I was not a fan of Apocalypto, for the most part finding it a mixed bag but ultimately something I would prefer not to revisit. I was also not a fan of The Passion of the Christ, the message lost for me in the overt violence of the whole thing. Gibson is, to me, a source of confusion because while he is a masterful director and knows how to put together a film I find he gets lost in his own ideation and desire to plug religious views. His movies are beautiful to look at but inconsistent and too on-the-nose for my taste.
Enter Hacksaw Ridge. I grew up in a Seventh-Day Adventist community and due to that the excitement surrounding this release was palpable among my friends and family who still adhere staunchly to the faith. Desmond Doss, the character this film revolves around, is the religion’s god of war, their fighter who healed instead of killed. I have been hearing his story, reading his book, and listening to his name be dropped since I was old enough to for memories and this film was something that I was interested to see despite my lapsed and dissolved faith. As a child and even a teenager the discussions on Desmond Doss sounded more like 1940’s war propaganda than anything real, the man painted as Captain America (minus the fighting technique) and war painted as something that created a hero.
This film paints a different picture.
Early on it leans heavily on his youth, his childhood, and his father. The story has been altered a bit but overall we get a fantastic performance from Hugo Weaving (in a dinner scene that might leave you in tears) and after Andrew Garfield settles into his accent he is charming and his faith is more endearing than obnoxiously shoved to the forefront, as Gibson is known to use as a storytelling technique. We see why he has a fear of violence and guns and rather than being plugged as anti-war or anti-gun he is simply a human being who developed a discomfort with aggression and gunfire due personal history. We see this thread follow him throughout the film and his belief is never mixed up with his faith, instead the two existing as separate entities that jive with one another but also with those around him once they begin to see who he is.
Let’s talk about those scenes for a bit: the violence portrayed in this film is a harsh contrast to the faith of Doss’s character.

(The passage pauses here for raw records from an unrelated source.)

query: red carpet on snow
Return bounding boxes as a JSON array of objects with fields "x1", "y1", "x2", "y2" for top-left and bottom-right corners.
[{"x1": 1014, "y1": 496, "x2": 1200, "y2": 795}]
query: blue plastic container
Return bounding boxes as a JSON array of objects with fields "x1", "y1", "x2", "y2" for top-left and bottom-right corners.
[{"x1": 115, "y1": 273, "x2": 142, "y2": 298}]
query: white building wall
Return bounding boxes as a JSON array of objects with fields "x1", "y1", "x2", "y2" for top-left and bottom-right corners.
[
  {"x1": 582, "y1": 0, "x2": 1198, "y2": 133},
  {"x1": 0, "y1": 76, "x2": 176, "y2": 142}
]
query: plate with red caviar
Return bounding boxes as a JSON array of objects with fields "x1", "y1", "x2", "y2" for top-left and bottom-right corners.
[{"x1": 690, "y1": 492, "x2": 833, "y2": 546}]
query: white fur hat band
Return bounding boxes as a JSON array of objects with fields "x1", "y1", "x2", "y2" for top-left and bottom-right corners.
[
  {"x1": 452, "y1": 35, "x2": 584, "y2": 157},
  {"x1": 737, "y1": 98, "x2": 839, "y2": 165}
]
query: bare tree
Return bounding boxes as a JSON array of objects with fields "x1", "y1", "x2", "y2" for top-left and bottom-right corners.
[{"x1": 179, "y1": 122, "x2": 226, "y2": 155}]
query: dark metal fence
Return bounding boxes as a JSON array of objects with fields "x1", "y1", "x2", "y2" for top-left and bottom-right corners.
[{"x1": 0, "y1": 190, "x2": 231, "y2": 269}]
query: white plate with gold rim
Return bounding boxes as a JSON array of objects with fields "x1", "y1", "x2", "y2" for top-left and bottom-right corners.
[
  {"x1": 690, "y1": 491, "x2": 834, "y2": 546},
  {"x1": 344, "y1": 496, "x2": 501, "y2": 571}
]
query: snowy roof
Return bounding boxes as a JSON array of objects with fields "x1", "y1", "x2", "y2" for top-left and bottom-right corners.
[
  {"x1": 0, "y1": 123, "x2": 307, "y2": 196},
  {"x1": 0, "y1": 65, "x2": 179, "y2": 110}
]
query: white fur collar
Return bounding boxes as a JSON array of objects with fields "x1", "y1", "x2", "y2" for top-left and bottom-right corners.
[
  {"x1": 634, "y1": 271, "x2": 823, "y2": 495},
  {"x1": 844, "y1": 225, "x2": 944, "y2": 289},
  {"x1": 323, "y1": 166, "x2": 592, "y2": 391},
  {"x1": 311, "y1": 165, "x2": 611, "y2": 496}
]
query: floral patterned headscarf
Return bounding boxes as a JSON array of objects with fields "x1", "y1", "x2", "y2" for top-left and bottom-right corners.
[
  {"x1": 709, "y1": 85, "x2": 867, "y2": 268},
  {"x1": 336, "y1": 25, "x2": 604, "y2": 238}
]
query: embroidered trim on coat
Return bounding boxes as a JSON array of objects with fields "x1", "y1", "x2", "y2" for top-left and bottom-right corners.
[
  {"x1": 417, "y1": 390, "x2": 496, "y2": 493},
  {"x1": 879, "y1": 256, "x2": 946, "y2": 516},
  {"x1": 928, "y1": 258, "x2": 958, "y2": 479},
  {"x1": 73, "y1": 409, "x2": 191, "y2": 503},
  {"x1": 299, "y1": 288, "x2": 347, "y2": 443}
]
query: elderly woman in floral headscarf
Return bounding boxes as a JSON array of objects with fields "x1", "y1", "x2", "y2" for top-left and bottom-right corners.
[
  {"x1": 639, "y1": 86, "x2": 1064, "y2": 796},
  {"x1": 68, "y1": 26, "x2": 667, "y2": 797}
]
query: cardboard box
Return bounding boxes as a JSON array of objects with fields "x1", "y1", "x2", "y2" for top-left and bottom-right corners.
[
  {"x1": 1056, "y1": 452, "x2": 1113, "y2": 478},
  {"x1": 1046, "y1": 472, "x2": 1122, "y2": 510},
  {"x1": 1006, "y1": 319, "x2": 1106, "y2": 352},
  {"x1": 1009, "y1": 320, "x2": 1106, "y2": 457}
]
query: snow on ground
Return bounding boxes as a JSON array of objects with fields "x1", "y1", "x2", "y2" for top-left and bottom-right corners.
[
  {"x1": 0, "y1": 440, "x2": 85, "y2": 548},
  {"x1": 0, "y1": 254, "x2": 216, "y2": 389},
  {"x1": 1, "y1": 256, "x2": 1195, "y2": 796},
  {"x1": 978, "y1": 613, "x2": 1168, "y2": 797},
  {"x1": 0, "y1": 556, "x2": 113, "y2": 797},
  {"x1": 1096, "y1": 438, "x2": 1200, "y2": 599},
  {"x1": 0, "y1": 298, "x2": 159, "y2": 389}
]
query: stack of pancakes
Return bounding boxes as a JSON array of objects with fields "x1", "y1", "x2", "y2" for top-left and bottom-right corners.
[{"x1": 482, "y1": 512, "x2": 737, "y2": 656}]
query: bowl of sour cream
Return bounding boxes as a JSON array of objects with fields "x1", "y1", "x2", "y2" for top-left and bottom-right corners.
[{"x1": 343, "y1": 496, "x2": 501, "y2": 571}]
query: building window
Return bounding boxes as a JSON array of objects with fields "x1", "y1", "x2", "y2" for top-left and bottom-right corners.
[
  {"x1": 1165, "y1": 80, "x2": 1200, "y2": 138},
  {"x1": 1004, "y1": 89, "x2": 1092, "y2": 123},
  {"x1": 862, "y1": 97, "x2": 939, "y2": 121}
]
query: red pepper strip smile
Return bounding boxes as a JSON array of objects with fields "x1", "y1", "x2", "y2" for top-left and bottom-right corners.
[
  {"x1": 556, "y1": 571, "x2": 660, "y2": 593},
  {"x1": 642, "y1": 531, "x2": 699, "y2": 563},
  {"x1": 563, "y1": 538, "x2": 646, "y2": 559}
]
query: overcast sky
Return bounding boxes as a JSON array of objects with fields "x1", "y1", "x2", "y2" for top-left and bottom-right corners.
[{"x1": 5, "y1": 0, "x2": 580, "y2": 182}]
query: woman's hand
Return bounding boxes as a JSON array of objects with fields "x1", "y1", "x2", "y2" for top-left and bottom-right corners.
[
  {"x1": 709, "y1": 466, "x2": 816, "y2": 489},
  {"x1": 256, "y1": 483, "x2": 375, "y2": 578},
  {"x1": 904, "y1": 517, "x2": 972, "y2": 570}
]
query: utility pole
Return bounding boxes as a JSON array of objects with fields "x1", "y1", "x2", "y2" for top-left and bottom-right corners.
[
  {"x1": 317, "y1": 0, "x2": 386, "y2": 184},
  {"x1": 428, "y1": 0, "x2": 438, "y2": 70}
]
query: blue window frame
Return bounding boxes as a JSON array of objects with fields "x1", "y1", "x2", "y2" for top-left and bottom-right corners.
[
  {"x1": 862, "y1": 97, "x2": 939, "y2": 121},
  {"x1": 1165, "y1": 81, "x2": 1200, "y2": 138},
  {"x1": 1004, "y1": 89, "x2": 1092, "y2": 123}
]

Gibson has finally struck a balance between the gore and brutality he loves portraying and the faith he preaches at anyone who will listen, the film able to land right between the two for most of it and not let one overtake the other. As Doss crawls through the battlefield, begging his god to let him save one more life, we are surrounded by the vicious nature of war. Severed limbs, intestines, arms, men missing their eyes, Gibson holds nothing back from this portrayal and this is so crucial of a balance with the message he wants you to hear. People we have become endeared to don’t make it, Japanese soldiers are discussed with angry hatred all while being humanized in small moments. Gibson has finally found peace and in this he can put disturbing visuals on the screen without them feeling gratuitous or excessive.
Garfield’s performance carries the film, along with that of Vince Vaughan, Hugo Weaving, and Teresa Palmer as the charming Dorothy Shutte (soon to be Dorothy Doss). All other members of the cast fall behind, particularly Sam Worthington who once again merely exists rather than bringing anything special to the table. The film riding on these few performances works, the main four leading the charges into battle and romance and even humor (yes, this movie is even funny in its first half and impressively so).
I have nitpicks with the last five minutes of footage that Gibson included in the film, the scene that leads to the ending. It is where he loses his balance, forgets what he has done the whole film, and aims for lazy symbolic imagery and swelling strings as he builds to a slow-motion climax. Other than this we have a wonderful two-or-three-minute segment of interviews with Doss, Sergeant Howell (in the film portrayed by Vince Vaughan, and Harold Doss. This ending does not take away from the film overall and the interview clips are quite powerful, but Gibson’s footage at the end is a downer.
I don’t know if I would call this Gibson’s best directorial outing, but it is his most pleasing and balanced. There’s something for almost everybody here, and while it has issues the film is a success. Andrew Garfield needs a win after his turn as Peter Parker in The Amazing Spider-Man films a few years back and I think this is it. A thoroughly well-done film by almost everyone involved.